Note, I know that the GSC team might be working on API access for the index coverage reports. That would be insanely awesome, and incredibly valuable. I hope that’s the case and I’ll be sure to share that news widely if that ever arrives.
Back to the case study. So I checked a number of urls in the report and noticed they did resolve ok when checking them manually. Yet Googlebot was detecting redirects (so Google was running into the same problem that my crawlers were). Then I exported the top one thousand redirects from GSC and started crawling them just to see what my crawlers would return.
Yep, a number of them were 302 redirecting for my crawlers, but resolved with 200s when I manually checked them in a browser. So Googlebot was indeed coming across those 302s just like I was. This was an important find so I immediately crafted a document for my client.
Dev Team Zombie Hunters
After sending a document covering the 302 redirect problem in detail, my client sent that information along to the dev team. After digging into the issue, it ends up there was a load balancing issue that needed to be corrected. So the problem was indeed happening, but it was quietly occurring behind the scenes. It’s yet another example of a sinister SEO problem that can lie beneath the surface. What looks fine when visiting a site might be completely different when Googlebot visits the site. And that can end up very badly from an SEO standpoint.
So luckily, my client was able to push the SEO zombies back into the ground:
Based on this case study, and other sinister technical SEO problems I have surfaced in the past, I have provided some quick tips that might help your own situation.
- Crawl your site just like Google does, and do that on a regular basis. As demonstrated above, you never know what you’re going to find when crawling your site. Everything might be fine, but you might also surface new and serious problems. I recommend crawling your site monthly at a minimum.
- Always combine crawl data with a manual analysis. Validate what the crawl data is showing by testing the site manually and via multiple devices. Make sure you really have a problem and make sure Googlebot isn’t running into barriers.

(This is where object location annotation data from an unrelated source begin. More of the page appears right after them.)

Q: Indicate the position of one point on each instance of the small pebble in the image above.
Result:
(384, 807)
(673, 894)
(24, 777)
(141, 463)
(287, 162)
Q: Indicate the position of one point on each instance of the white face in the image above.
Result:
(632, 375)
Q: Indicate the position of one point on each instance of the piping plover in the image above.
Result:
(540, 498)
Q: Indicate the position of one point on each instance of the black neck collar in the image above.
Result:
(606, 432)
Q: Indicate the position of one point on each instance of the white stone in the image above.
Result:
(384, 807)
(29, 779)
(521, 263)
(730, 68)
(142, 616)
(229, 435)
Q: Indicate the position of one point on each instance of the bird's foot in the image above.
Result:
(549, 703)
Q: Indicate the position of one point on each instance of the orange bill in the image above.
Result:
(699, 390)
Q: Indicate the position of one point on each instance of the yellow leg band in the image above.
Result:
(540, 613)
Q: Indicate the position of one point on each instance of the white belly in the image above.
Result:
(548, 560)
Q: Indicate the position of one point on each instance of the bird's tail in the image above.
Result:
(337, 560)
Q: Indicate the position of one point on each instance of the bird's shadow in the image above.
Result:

- Triangulate the data via multiple crawling tools. I use three crawling tools extensively when auditing sites. That includes DeepCrawl (where I’m on the customer advisory board), Screaming Frog, and Sitebulb. All three are great and can help you confirm that a certain problem is indeed a problem.

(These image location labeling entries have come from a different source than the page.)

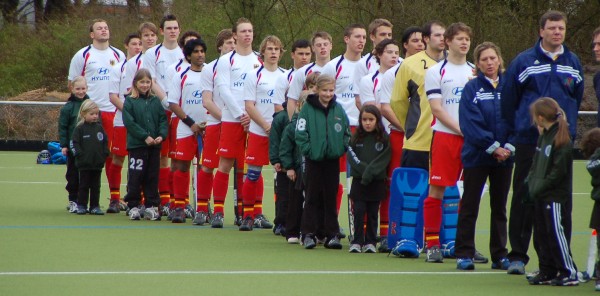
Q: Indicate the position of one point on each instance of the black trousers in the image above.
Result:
(89, 186)
(474, 181)
(282, 183)
(72, 176)
(322, 179)
(552, 247)
(144, 165)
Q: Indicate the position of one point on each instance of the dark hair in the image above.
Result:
(590, 142)
(300, 43)
(187, 34)
(552, 15)
(166, 18)
(189, 47)
(549, 109)
(379, 131)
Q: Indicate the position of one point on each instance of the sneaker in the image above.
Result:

- Don’t underestimate the power of Google’s index coverage reporting. It’s a powerful set of reports directly from Google covering information about how Googlebot crawls and indexes your site. In addition, the Excluded reporting contains information about urls that Google is excluding from indexing and often contains extremely actionable data. You can also use the inspect url tool to view the latest crawl information, as well as for testing live urls.
- Implement changes as quickly as you can once you surface problems like this. Technical SEO problems can cause all sorts of crawling, indexing, and ranking issues. The quicker you can rectify those problems, the faster you can recover. And if you haven’t been impacted yet rankings-wise, then you can nip serious SEO problems in the bud.
Summary – Crawlers + GSC Can Help Surface Sinister SEO Problems Invisible To The Naked Eye
Technical SEO is still incredibly important. And what lies beneath could be causing big problems from an SEO standpoint. For example, surfacing problems that Googlebot is encountering, that typical users aren’t, can help you avoid crawling, indexing, and ranking issues. If you’re proactive, and crawl your site on a regular basis, you can help keep the SEO zombies away.